Depuis un mois qu'elle habitait l'hôtel de Champ- divers, elle avait vu s'enfuir une à une toutes ses préventions. La noble dame n'avait montré aucune morgue ni aucune ironie. Elle l'avait accueillie comme une vraie demoiselle, sans lui faire sentir sa naissance modeste et Catherine avait trouvé, en cette femme douce et bonne, une amie et une sûre conseillère.

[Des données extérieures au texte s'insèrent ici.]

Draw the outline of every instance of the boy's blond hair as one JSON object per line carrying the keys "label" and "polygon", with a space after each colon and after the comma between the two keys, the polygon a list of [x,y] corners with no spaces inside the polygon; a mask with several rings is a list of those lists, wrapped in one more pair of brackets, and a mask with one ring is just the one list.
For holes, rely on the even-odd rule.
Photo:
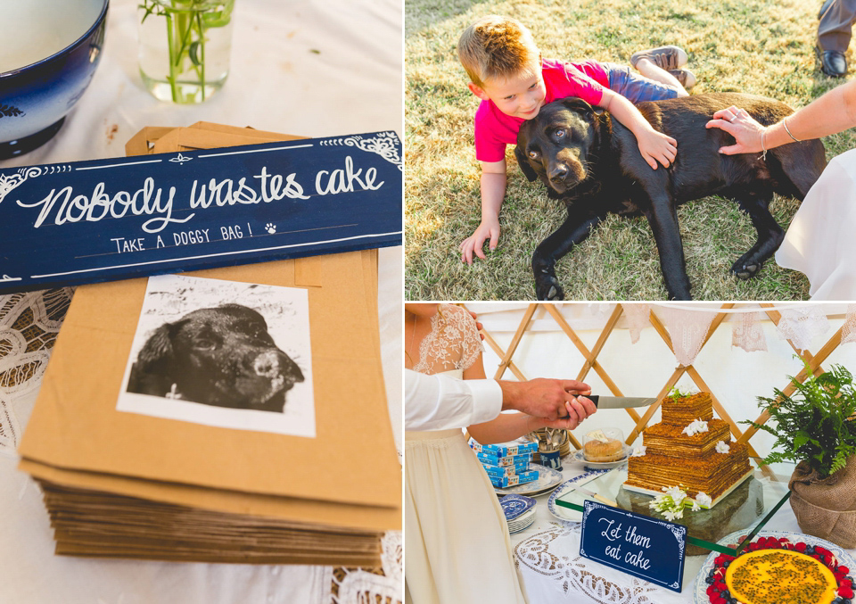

Elle appréciait beaucoup moins le maître du logis. Guillaume de Champdivers, chambellan du duc Philippe et membre de son Conseil étroit, était un homme sec, brusque et assez bizarre. Son regard avait le don de provoquer un malaise en Catherine à cause de ce qu'elle pouvait lire dans ses prunelles d'une teinte mal définie. Quelque chose d'appréciateur, qui sentait son maquignon d'une lieue. Il y avait du trafiquant de chair humaine dans ce vieillard policé et silencieux qui n'élevait jamais la voix et que l'on n'entendait pas approcher. Par Sara, Catherine avait appris l'étrange origine de la belle fortune de son hôte et comment l'ancien maître des écuries de Jean- sans-Peur était devenu chambellan et conseiller d'État. Quelque quinze ans plus tôt, Guillaume de Champdivers avait livré sa fille unique, Odette, une exquise jeune fille qui n'avait pas seize ans, au duc Jean son maître.

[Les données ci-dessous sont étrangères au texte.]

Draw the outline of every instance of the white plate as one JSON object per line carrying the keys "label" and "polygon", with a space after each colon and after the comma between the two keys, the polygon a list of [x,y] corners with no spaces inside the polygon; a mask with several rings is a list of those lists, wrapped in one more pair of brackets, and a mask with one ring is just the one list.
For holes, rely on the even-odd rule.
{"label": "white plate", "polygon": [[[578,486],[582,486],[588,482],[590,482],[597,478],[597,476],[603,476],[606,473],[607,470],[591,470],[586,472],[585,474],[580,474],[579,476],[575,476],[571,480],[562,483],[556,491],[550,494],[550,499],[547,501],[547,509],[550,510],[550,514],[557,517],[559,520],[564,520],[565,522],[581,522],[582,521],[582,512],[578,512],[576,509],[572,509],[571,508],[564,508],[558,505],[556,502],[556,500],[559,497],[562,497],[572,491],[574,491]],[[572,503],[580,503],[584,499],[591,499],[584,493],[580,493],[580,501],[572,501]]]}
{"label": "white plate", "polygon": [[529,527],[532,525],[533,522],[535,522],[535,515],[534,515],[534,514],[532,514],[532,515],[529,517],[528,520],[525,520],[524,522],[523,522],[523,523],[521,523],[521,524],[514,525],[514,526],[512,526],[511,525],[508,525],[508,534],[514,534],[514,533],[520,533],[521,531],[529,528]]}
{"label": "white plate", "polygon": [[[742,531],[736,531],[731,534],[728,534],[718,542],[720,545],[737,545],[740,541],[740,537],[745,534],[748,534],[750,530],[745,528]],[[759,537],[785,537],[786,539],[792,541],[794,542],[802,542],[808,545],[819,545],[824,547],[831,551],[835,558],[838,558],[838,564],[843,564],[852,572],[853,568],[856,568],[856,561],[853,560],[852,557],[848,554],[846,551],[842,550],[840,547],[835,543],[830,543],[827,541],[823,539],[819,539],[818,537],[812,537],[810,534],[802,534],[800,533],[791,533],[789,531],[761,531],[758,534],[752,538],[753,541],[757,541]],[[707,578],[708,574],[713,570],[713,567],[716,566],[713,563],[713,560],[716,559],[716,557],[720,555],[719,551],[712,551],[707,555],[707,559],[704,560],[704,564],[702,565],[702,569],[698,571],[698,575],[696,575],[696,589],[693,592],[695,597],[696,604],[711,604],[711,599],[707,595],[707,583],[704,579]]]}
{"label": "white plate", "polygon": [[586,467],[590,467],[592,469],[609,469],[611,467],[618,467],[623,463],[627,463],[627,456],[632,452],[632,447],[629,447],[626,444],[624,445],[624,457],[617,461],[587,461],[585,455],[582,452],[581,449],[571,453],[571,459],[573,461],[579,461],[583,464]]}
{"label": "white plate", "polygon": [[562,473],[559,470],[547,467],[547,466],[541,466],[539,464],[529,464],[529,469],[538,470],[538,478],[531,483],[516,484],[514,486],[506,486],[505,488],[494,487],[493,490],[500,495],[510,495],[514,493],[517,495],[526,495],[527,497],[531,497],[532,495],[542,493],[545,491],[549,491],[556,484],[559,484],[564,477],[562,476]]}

Non pour son usage personnel mais bien pour en faire la maîtresse, la compagne de tous les instants, la gardienne et aussi, il faut bien le dire, l'espionne du malheureux roi Charles VI que la folie ravageait.
L'enfant pure et douce avait été livrée par un affreux maquignonnage, sans pitié, sans pudeur, à un malheureux dément dont la beauté native s'effritait lentement dans la saleté et la vermine. Car, tout le temps que duraient ses crises, parfois durant des semaines ou des mois, il n'était pas possible d'obtenir de lui qu'il se laissât laver.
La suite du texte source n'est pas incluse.